Gli ultimi 56 giorni di Borsellino: 13 giugno 1992
Dal libro di Enrico Deaglio, la cronologia degli avvenimenti tra la strage di Capaci e quella di via D'Amelio
Il nuovo libro di Enrico Deaglio – “Il vile agguato“ (Feltrinelli) – è dedicato alle indagini sulla strage di via D’Amelio a Palermo in cui fu ucciso il magistrato Paolo Borsellino assieme a cinque agenti della sua scorta, il 19 luglio 1992. Il libro si conclude con una “succinta cronologia degli ultimi cinquantasei giorni di vita di Paolo Borsellino, compresi avvenimenti che avevano a che fare con lui, ma di cui non era a conoscenza”. Il Post pubblicherà in sequenza, assieme al secondo capitolo del libro, la successione di quegli eventi, a vent’anni di distanza.
13 giugno
Borsellino incontra a Palermo l’ex presidente Cossiga che lo invita pressantemente a presentare la sua candidatura alla direzione nazionale antimafia. “È inutile che si agiti. Lei è il successore e l’erede di Giovanni Falcone.”

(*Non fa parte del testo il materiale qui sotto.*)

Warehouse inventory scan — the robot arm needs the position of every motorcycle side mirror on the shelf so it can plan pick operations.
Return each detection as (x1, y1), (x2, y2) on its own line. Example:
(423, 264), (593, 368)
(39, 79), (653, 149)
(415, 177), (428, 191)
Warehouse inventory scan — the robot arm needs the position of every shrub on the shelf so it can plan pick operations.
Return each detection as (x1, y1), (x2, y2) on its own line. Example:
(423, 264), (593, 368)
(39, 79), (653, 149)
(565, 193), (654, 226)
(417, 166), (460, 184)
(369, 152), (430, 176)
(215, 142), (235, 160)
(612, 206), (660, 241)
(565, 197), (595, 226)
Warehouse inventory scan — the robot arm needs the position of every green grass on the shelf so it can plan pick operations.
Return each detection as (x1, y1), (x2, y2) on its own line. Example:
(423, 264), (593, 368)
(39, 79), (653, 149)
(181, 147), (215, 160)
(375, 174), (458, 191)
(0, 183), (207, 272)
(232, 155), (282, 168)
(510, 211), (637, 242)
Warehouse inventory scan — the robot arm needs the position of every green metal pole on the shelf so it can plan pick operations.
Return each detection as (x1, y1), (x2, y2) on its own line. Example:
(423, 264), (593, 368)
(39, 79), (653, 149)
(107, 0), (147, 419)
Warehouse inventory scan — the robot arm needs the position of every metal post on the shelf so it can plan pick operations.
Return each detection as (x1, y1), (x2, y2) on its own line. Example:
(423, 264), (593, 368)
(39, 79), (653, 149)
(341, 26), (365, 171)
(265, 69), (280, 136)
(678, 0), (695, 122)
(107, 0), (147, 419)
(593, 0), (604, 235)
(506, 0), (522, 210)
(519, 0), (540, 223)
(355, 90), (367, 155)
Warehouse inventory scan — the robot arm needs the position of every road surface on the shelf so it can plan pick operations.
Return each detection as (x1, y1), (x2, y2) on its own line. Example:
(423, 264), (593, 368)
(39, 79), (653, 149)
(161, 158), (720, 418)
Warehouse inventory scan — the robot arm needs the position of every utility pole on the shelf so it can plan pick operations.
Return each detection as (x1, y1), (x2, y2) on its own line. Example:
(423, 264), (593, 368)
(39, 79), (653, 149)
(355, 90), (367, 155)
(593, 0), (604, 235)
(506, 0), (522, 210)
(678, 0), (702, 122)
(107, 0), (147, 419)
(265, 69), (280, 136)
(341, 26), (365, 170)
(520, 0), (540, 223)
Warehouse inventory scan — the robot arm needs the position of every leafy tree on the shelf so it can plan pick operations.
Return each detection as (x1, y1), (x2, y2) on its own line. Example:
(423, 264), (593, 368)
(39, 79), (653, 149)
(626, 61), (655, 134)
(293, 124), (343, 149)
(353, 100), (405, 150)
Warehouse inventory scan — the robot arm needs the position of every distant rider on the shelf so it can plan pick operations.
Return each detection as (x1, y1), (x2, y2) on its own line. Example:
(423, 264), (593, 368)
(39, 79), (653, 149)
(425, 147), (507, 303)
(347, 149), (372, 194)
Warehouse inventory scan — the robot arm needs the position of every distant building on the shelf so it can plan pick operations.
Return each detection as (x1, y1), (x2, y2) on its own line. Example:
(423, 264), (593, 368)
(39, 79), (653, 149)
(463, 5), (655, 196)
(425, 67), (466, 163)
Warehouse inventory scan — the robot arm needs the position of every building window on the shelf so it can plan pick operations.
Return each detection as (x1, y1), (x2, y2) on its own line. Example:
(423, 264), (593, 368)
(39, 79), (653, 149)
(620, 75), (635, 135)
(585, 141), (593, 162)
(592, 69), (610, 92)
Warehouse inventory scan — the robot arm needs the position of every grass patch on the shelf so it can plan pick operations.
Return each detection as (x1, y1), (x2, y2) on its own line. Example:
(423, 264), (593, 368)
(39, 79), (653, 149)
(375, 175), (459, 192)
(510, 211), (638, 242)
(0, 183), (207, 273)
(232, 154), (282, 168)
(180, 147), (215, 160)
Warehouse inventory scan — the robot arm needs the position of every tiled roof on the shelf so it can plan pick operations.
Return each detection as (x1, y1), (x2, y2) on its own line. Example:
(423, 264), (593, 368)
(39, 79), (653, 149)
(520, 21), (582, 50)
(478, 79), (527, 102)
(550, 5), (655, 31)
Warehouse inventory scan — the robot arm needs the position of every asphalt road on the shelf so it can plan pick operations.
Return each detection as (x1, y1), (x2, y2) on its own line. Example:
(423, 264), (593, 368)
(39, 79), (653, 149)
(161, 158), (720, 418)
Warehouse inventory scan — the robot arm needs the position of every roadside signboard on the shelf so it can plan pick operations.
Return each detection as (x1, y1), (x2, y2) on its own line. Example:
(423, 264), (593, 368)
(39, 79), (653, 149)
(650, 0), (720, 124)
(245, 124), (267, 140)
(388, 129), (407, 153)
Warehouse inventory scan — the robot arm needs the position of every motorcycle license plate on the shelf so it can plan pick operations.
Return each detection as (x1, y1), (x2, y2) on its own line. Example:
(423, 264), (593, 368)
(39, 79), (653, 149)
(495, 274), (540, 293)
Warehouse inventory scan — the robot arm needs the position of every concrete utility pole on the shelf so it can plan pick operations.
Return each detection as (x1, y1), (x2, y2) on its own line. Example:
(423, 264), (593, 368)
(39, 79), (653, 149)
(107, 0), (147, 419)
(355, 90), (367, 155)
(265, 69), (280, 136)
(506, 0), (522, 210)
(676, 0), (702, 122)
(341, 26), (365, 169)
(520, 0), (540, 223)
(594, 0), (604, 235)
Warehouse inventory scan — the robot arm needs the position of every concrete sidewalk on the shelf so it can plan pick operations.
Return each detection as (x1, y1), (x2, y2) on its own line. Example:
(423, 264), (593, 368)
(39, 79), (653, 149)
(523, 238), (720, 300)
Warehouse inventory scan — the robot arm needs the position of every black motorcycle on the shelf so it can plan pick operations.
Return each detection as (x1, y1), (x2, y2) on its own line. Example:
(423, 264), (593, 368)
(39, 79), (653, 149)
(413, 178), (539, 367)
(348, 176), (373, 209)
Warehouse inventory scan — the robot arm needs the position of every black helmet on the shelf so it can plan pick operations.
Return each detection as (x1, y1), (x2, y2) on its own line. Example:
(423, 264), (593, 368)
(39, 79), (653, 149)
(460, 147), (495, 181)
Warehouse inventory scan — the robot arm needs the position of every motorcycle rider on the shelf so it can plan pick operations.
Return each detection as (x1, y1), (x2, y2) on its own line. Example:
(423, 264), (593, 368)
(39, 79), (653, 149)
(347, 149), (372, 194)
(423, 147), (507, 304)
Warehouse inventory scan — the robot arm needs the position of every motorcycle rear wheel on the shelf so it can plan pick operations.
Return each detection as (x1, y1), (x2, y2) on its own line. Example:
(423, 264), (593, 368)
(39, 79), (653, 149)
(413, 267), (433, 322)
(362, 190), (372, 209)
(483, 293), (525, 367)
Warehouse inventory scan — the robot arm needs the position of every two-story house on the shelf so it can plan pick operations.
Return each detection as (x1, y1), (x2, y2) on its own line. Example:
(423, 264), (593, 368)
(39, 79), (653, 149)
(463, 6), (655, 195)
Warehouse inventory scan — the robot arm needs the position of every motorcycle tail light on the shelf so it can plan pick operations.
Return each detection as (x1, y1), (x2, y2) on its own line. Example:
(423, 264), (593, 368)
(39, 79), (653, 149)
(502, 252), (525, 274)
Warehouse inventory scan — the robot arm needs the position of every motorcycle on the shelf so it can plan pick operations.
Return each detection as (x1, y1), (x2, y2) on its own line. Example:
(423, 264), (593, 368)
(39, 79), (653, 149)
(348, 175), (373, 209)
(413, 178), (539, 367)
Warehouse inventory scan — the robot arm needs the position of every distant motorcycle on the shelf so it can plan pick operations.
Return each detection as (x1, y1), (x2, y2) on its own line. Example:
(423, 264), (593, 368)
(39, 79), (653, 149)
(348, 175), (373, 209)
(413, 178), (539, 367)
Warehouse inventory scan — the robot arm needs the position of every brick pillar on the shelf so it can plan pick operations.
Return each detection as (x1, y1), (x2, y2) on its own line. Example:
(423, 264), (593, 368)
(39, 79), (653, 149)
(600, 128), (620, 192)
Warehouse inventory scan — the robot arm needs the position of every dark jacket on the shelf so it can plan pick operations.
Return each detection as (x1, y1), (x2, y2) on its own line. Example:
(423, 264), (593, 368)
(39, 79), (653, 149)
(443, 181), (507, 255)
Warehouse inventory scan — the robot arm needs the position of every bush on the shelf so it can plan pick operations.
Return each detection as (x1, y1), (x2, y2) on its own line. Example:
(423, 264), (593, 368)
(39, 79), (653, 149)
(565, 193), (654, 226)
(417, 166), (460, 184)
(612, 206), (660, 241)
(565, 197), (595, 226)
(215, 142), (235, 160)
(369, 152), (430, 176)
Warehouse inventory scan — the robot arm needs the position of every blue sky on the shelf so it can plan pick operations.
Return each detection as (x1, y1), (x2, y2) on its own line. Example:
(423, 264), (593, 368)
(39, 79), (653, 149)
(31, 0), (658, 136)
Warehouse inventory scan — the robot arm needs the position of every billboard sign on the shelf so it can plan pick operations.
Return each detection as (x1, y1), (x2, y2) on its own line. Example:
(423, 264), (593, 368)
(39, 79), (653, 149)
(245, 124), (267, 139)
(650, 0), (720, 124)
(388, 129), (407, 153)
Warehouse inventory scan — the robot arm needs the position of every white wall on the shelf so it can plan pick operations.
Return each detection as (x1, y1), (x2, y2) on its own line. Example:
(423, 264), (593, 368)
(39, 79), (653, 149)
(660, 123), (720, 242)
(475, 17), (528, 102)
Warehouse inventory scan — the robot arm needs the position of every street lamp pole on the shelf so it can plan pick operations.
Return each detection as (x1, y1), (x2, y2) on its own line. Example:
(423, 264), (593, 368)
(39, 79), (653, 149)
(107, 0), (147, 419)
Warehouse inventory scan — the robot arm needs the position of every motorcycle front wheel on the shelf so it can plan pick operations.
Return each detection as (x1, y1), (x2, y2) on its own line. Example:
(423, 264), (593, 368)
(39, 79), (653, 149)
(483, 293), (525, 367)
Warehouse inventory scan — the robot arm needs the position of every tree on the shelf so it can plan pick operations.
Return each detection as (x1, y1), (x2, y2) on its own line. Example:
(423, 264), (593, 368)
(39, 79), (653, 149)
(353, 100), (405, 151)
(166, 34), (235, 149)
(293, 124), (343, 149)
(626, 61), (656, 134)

Francesco Cossiga era allora da pochi mesi l’ex presidente della repubblica, ma evidentemente si considerava ancora un “game maker”. Durante il settennato le sue posizioni su magistratura e mafia erano state molto bizzarre. Applaudì per esempio, in nome del garantismo, la decisione del giudice Carnevale di liberare (“per decorso limite della custodia cautelare”) i più importanti mafiosi fatti arrestare da Falcone (in quella occasione la decisione di Carnevale fu impugnata da Martelli e Andreotti, che li fecero rimettere in carcere quarantotto ore dopo). Si scagliò beffardamente contro “i giudici ragazzini”, quando uno di loro, Rosario Livatino, era stato inseguito su un’autostrada e ucciso da Cosa nostra. Difese sempre l’Arma dei carabinieri da qualsiasi sospetto di collusione, invocandone anche una discesa in campo nella politica.

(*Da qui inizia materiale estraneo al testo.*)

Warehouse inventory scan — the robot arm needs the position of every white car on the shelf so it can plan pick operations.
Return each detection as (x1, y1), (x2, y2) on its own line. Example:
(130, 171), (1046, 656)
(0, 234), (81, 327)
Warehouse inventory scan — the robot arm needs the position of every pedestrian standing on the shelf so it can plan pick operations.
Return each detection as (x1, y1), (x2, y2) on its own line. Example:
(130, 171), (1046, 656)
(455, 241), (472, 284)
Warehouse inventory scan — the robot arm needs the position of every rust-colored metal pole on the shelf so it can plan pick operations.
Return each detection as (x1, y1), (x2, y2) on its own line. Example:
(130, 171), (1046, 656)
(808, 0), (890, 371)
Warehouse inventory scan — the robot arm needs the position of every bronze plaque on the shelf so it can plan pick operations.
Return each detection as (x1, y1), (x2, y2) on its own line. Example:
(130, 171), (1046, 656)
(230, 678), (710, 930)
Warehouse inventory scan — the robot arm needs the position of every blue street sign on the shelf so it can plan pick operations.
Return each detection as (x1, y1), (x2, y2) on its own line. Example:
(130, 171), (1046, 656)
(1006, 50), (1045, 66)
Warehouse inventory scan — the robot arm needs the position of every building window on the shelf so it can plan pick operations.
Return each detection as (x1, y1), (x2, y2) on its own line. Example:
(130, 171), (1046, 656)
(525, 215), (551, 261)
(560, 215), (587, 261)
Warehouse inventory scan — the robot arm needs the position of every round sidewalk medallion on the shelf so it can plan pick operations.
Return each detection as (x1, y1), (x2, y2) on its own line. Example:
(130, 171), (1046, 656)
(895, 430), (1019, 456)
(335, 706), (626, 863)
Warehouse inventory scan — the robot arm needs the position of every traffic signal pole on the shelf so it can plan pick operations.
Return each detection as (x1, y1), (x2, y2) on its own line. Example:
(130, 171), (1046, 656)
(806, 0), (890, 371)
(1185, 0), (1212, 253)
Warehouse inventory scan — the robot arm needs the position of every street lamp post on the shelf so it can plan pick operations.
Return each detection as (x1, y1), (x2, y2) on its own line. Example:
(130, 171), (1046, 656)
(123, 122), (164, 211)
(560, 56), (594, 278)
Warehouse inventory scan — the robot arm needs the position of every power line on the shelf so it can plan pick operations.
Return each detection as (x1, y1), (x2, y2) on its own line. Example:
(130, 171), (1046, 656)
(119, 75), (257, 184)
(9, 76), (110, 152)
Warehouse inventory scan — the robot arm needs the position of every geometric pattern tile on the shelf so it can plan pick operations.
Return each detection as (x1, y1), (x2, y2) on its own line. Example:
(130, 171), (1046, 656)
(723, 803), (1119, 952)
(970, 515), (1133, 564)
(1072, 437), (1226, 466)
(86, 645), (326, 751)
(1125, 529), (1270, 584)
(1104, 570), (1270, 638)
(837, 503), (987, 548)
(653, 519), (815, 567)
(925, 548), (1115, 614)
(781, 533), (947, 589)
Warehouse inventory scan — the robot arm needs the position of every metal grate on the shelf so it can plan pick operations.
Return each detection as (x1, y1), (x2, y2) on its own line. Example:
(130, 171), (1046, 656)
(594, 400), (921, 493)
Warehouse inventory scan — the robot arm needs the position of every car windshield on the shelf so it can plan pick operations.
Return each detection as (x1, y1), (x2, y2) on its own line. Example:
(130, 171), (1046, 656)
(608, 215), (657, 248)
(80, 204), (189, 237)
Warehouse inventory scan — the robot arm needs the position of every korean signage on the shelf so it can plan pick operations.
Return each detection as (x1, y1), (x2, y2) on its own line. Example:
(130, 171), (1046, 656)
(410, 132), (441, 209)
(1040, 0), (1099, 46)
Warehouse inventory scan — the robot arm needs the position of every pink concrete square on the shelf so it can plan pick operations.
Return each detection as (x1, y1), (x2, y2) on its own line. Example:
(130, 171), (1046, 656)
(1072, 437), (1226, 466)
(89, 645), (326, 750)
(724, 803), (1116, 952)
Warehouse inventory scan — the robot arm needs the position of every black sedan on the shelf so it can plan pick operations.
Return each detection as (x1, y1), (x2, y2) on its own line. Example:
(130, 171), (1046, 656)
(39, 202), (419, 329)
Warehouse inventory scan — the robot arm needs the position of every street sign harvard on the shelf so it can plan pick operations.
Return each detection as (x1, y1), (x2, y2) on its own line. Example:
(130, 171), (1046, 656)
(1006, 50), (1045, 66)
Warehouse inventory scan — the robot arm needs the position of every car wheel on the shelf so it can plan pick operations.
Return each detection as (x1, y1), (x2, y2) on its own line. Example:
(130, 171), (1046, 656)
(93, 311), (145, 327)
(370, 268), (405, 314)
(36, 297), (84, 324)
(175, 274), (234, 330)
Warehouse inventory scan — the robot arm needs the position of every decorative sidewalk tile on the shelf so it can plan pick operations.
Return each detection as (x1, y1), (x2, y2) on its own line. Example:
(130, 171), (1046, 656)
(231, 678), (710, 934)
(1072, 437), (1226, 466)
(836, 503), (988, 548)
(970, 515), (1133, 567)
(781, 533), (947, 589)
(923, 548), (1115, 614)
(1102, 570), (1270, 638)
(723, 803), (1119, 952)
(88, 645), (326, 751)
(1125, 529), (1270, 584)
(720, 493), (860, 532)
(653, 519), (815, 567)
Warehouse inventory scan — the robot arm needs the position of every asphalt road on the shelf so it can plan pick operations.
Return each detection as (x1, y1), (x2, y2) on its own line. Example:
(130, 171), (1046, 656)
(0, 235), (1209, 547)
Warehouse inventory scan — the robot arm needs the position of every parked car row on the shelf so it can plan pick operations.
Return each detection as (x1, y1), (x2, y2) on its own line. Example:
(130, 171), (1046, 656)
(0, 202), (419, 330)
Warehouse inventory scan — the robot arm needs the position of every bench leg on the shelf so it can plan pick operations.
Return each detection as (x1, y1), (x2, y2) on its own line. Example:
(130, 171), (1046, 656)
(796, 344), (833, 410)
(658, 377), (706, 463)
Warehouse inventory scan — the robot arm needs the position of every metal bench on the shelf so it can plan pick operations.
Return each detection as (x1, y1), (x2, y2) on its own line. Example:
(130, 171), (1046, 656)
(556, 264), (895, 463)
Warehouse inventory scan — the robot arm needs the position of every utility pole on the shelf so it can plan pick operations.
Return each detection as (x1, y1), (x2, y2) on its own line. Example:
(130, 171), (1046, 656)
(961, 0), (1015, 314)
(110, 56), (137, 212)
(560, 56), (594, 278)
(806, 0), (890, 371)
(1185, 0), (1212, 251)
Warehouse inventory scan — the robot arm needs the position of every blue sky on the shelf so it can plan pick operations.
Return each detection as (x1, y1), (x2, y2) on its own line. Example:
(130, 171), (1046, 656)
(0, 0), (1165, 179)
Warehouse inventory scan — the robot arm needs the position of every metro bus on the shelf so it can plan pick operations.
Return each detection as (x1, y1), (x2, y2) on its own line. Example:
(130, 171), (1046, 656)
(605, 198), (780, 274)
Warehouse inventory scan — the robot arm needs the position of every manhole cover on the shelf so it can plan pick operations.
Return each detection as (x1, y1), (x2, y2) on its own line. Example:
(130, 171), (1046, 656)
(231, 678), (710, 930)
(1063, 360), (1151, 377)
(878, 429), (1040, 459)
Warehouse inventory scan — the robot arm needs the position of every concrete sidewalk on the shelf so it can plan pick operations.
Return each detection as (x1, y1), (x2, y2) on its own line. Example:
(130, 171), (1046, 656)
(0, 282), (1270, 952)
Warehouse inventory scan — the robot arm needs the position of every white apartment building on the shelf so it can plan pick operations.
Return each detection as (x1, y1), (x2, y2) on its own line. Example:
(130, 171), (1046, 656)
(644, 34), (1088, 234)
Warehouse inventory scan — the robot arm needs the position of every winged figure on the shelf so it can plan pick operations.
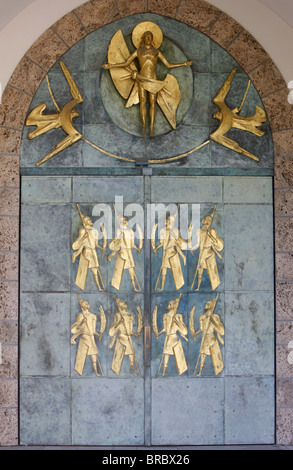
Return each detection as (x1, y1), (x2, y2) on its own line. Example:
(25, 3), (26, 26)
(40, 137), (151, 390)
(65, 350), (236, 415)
(102, 21), (192, 136)
(210, 68), (267, 161)
(26, 62), (84, 166)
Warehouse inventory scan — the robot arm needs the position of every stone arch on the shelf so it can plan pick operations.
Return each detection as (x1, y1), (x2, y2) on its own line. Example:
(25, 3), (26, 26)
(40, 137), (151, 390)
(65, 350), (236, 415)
(0, 0), (293, 446)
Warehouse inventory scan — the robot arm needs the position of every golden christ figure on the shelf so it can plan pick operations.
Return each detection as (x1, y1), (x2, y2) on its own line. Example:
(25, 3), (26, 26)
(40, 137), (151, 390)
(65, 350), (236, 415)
(102, 21), (192, 136)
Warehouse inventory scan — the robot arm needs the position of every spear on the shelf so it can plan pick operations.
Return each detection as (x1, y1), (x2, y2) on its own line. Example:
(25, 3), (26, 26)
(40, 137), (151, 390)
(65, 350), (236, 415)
(114, 295), (141, 375)
(193, 294), (219, 375)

Inquietante il ricordo che Agnese Borsellino, la vedova di Paolo, ha raccontato al settimanale “Left” alla fine del 2011: “Mi chiamò l’ex presidente Cossiga un mese prima di morire. In quella telefonata mi disse: ‘La storia di via D’Amelio è da colpo di stato’. Poi chiuse il telefono senza dirmi nient’altro”.
Sempre nel 2011 anche il successore di Cossiga al Quirinale, Oscar Luigi Scalfaro (che sarebbe morto di lì a poco), venne intervistato sulla possibile trattativa stato-mafia degli anni 1992-1993. Le sue risposte non furono esaustive: “Temo che non sapremo mai la verità sugli attentati”. E ancora, in un’altra intervista: “A chi insiste sulla vicenda del famoso ‘papello’, sul quale Riina avrebbe scritto le condizioni di Cosa nostra, l’unica risposta possibile deve essere di assoluta cautela”. Marzio Breda sul “Corriere” gli chiedeva: “Ci fu il negoziato?”. Scalfaro: “Bisogna stare attenti a non superare il confine tra vero-verosimile e falso”.